Eine bekannte medizinische Studie befasst sich mit Nonnen. Über Jahrzehnte hinaus untersuchte David Snowden von der University of Kentucky die Gehirne der verstorbenen frommen Schwestern und kam zum Befund: Nonnen leben am längsten und werden am gesündesten alt.
Das hat einen einfachen Grund: Nonnen führen ein straff geregeltes Leben, und unser Körper funktioniert am besten, wenn wir einen regelmässigen Tagesablauf haben. «Der Körper setzt alles daran, um ein Gleichgewicht zu schaffen – damit er in einer Zone bleibt, wo er sich sicher und beschützt fühlt», stellt dazu David B. Agus in seinem Buch «Das Ende der Krankheit» fest. Agus ist ein bekannter amerikanischer Krebsspezialist. Zu seinen Patienten gehörte auch Steve Jobs.

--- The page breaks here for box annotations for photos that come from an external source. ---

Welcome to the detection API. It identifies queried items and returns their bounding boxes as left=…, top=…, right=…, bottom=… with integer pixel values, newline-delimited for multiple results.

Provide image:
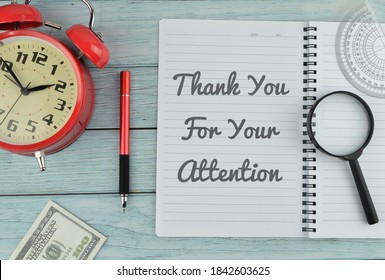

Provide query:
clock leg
left=35, top=151, right=45, bottom=171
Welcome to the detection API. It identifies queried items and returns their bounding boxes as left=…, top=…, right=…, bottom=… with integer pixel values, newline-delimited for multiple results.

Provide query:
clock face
left=0, top=36, right=78, bottom=145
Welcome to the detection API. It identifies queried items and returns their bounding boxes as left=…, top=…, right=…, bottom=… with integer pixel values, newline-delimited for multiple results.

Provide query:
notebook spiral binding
left=302, top=26, right=317, bottom=232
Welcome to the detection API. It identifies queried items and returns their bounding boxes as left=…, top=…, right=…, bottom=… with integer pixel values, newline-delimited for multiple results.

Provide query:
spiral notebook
left=156, top=20, right=385, bottom=238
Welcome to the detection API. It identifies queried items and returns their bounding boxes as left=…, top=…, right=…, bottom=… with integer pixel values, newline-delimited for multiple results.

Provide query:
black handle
left=349, top=159, right=378, bottom=225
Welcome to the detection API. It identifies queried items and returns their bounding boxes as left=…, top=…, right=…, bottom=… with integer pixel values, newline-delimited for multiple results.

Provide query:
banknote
left=10, top=201, right=106, bottom=260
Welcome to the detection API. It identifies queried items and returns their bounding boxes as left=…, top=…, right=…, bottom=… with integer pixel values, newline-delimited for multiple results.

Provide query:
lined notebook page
left=156, top=20, right=303, bottom=236
left=311, top=22, right=385, bottom=238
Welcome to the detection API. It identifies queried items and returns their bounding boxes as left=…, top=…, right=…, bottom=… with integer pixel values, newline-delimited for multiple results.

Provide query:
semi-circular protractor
left=336, top=2, right=385, bottom=98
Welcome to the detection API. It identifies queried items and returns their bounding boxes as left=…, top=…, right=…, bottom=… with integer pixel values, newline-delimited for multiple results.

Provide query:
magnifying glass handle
left=349, top=159, right=378, bottom=225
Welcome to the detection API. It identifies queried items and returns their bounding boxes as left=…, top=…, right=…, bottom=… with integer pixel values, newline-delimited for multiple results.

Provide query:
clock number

Die moderne 24-Stunden-Gesellschaft ist – biologisch gesehen – für den menschlichen Körper ein Albtraum. Wir essen unregelmässig, wir jetten von einer Zeitzone in die andere, und vor allem vernachlässigen wir unseren Schlaf. Die Folgen davon schildert eine Studie, die das Gottlieb Duttweiler Institut (GDI) im Auftrag von Möbel Pfister durchgeführt hat.
Eine darin enthaltene repräsentative Umfrage zeigt auf: Vier von zehn Schweizerinnen und Schweizer schlafen heute weniger als vor zehn Jahren und fast gleich viele schlafen schlechter. Nur jede Fünfte und jeder Fünfte der Befragten gibt an, mehr und besser zu schlafen.

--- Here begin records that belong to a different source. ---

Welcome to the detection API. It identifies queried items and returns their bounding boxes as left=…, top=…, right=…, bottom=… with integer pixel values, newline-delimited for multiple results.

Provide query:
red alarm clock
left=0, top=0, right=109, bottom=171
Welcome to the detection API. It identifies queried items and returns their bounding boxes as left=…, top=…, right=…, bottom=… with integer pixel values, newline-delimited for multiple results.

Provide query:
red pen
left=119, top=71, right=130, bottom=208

Die neue schlaflose Gesellschaft ist eine Folge des «Just-in-time»-Denkens. «Dieses Prinzip hat sich von der Autoherstellung auf die ganze Wirtschaft, auf Dienstleistungen, Konsum und unser Leben übertragen», heisst es in der GDI-Studie. «Heute wird immer und überall Flexibilität erwartet. Durch die Digitalisierung wird der Trend weiter verstärkt und beschleunigt.»
Wenig zu schlafen galt lange als Zeichen von Männlichkeit und Leistungsfähigkeit. Napoleon pflegte zu sagen: «Männer schlafen vier, Frauen fünf und Idioten sechs Stunden.» Wie der Russland-Feldzug war das eine gravierende Fehleinschätzung.
Die moderne medizinische Forschung weist nach, dass der erwachsene Mensch – egal ob männlich oder weiblich – sieben Stunden Schlaf pro Tag benötigt, um leistungsfähig zu sein. Spitzensportler brauchen noch deutlich mehr. Roger Federer beispielsweise schläft durchschnittlich zwischen elf und zwölf Stunden täglich.
Zu wenig Schlaf wirkt auf den Körper wie Junkfood. «Wenn wir uns die Parallelen zwischen dem Problem der Fettsucht und der Schlaflosigkeit vor Augen führen, müssen wir uns fragen: Ist Schlaf die ultimative Diät?», stellt auch David Agus fest.
Die Verfasser der GDI-Studie kommen zum gleichen Schluss: «Übermüdung wird das neue Übergewicht», stellen sie fest. So wie gesunde Ernährung zu einem Privileg wird, wird auch genügend Schlaf zu einem Statussymbol für Menschen, die sich das auch leisten können. Wie Industriefood wird nämlich auch Schlafmangel zu einem Gesundheitsrisiko.
Er «erhöht die Risiken für Herzkrankheiten, Bluthochdruck und Diabetes; er führt zu vermehrtem Auftreten einiger Krebsformen sowie zu Stoffwechselproblemen und bewirkt eine generelle Immunschwäche», heisst es in der Studie.
Wer zu wenig schläft, der neigt zu Fettleibigkeit, dem ultimativen Zeichen der neuen Verlierer. Umgekehrt wird der «gesunde tüüfe Schlaf» zum Erfolgsfaktor, nicht nur für Spitzensportler. «Viel Schlaf wird zum Statussymbol», kommt die GDI-Studie zum Schluss. «Entschleunigung, Auszeit und guter Schlaf sind die neuen Luxussehnsüchte der Always-on-Gesellschaft.»